ADCC Assays

Antibody-mediated cytotoxicity assays ADCC) is a prominent mechanism in the host immune defense where the Fab region of an antibody binds to a specific antigen on a target cell (see figure below), commonly an infected cell or pathogen. The Fc region of the same antibody then binds to a FcγRIII or CD16 receptor on an effector cell, commonly a natural killer (NK) cell. The bound NK cell then secretes apoptosis-inducing agents, thus destroying the target cell.


The current gold standard target labeling species for ADCC is the stable isotope Chromium-51 (51Cr).
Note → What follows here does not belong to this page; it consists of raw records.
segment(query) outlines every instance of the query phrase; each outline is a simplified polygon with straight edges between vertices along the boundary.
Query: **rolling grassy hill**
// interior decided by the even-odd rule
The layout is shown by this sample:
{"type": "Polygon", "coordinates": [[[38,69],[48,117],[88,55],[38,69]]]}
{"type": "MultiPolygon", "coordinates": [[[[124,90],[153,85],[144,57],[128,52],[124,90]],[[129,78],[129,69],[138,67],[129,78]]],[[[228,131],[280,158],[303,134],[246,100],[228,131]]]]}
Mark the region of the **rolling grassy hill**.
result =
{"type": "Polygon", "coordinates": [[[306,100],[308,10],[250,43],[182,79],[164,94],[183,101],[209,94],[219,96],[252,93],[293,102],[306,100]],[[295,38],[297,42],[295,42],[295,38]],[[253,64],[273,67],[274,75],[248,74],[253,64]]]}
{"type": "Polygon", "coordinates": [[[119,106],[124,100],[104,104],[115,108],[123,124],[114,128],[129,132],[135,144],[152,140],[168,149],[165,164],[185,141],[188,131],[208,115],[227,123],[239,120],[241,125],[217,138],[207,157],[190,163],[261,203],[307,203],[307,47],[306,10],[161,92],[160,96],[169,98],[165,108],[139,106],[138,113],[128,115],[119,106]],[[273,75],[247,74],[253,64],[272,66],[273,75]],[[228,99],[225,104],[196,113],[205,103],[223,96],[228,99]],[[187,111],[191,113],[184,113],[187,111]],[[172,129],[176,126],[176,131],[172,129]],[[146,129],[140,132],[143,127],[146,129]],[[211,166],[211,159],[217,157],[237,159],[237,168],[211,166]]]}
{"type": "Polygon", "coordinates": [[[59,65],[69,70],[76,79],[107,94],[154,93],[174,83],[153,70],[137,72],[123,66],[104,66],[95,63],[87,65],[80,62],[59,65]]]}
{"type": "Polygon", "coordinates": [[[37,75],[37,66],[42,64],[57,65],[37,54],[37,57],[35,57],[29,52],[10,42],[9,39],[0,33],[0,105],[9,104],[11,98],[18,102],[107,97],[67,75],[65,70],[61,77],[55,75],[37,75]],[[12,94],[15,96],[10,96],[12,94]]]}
The isotope is pre-loaded into the target cells prior to performing the assay. When lysed, the 51Crloaded target cells release 51Cr into the supernatant; the measured radioactivity in the supernatant indicates the extent of cell lysis. Radioactive assays such as these pose obvious safety threats and waste disposal concerns. The labeling procedure can also be arduous and time consuming. Additionally, artifacts from the labeling process and chromate ion toxicity are possible.

Recently developed cell-based methods, such as those outlined in the list application notes below, bypass the need for radioisotope-labeled cells, and rely instead on measurement of molecules released by lysed target cells, or measurement of binding of antibodies to target or FcγRIII receptors. The assays discussed here each have their own strengths, and are chosen depending on the lab’s needs and drug development research stage. When automated for medium- and high throughput, these new assays create simple, robust processes that require less active labor and increased consistency over time and with multiple users.